# Help to enable backlight on AMD APU?



## Androprise (May 30, 2019)

I have recently been trying to get FreeBSD setup on my HP Pavilion 15-p051us laptop with an AMD A10-5745M APU. Everything is working except for backlight control via the acpi_video module. I found the HP Envy Touchsmart page (https://wiki.freebsd.org/Laptops/HP_Envy_TouchSmart_m6), which has the same CPU and a DSDT patch and radeonkms patch are given to fix the issue. I have made my own DSDT patch from my DSDT (I am not just using the patch from another laptop) and have eliminated error messages about _BQC functions missing in ACPI, however the brightness control still does not work, presumably because of the radeonkms driver.

I have downloaded the provided patch (have to get off archived page as links are now dead https://web.archive.org/web/20180218092110/https://wiki.freebsd.org/Laptops/HP_Envy_TouchSmart_m6) and placed it in /usr/src. I applied the patch and rebuild the drm2 module, installed it and rebooted (procedure below). The output from any of the commands below looks OK and does not give any indication that an error has occurred. 

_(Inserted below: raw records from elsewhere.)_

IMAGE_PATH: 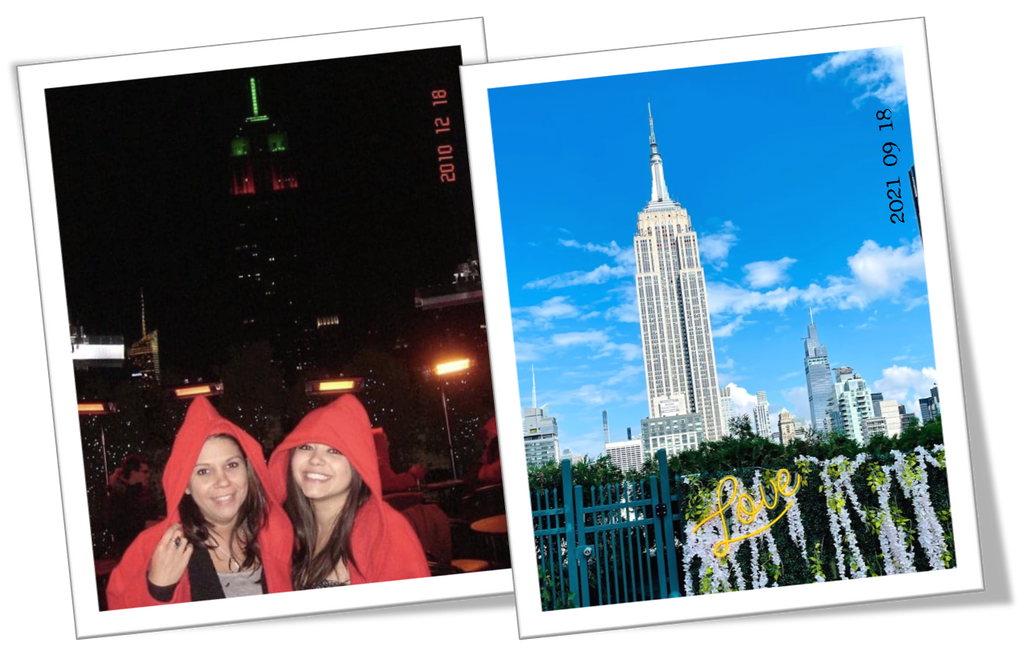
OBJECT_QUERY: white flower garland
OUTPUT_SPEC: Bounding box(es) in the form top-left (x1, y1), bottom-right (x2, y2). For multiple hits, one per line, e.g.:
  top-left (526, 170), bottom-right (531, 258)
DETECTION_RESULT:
top-left (821, 455), bottom-right (867, 579)
top-left (878, 465), bottom-right (916, 575)
top-left (679, 445), bottom-right (949, 595)
top-left (894, 446), bottom-right (946, 570)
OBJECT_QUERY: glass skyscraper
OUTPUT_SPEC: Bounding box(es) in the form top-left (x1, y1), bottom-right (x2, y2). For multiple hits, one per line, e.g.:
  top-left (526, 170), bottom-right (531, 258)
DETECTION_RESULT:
top-left (804, 311), bottom-right (836, 432)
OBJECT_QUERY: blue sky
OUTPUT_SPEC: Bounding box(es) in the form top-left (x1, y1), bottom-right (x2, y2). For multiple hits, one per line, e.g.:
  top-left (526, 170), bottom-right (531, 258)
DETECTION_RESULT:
top-left (489, 48), bottom-right (938, 465)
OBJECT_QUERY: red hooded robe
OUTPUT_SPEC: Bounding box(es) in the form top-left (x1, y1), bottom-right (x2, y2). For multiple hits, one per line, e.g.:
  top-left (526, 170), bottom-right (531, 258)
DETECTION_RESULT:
top-left (269, 394), bottom-right (430, 584)
top-left (106, 397), bottom-right (295, 610)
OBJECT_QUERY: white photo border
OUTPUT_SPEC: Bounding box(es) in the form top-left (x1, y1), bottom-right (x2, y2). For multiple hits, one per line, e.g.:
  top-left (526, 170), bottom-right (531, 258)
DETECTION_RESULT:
top-left (462, 16), bottom-right (984, 641)
top-left (17, 15), bottom-right (520, 640)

When I reboot the driver loads (I can see the console which only works once radeonkms loades because I set "hw.syscons.disable=1" in boot/loader.conf) ,however the X11 xf86-video-ati driver does not seem to work. Upon trying to startx I get a black screen (LCD turned off completely) and see the following message in the console (which still works even after trying to startx)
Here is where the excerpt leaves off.